Ehhhh, the 7700XT was closer to the intended Nvidia-equivalent being the RTX4060Ti at the time (since their new naming scheme would match the 9060XT to the 4060Ti/5060Ti)

Considering the 7700XT was almost 40% faster than the 7600XT makes this headline much less impressive.
 
I doubt the 9060XT 16GB will beat a 5060Ti 16GB, but it is "cheaper" than the 5060Ti 8GB model.
Street pricing notwithstanding
Question I have is... will it handily beat a B580? It's looking like the 5060 can't manage that either.

9060XT 8GB: "$300"
9060XT 16GB: "$350"
5060: "$300"
5060Ti 8GB: "$380"
5060Ti 16GB: "$430"
B580 12GB: "$250"
 
9070 also didn't do to well in synthetics. 9060 xt should be faster than 7700 xt.
The 9070 XT is a little slower than the 7900 XTX in Tom's testing, and the 7900 XTX has 50% more CUs, bandwidth, and Infinity Cache.

The 7700 XT has 68.75% more CUs (54 vs. 32), 35% more bandwidth, and 50% more Infinity Cache (48 MiB vs. 32 MiB).
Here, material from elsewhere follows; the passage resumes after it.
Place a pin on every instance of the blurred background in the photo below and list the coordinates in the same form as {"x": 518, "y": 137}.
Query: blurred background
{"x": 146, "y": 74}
If the 9060 XT 16GB can overcome that, it will be legendary. I think it will fall short... in rasterization. Just too many CUs in the 7700 XT. But ray tracing performance will be higher, you get 16 GB instead of 12 GB, and there's FSR4 support guaranteed.

The 9060 XT will be a good card that can live a long life with 16 GB, but it is pretty small, at 32 CUs again. Most of the good feelings towards it are going to be for undercutting the price of even the 5060 Ti 8GB. And that's only if there is enough supply to maintain the MSRP.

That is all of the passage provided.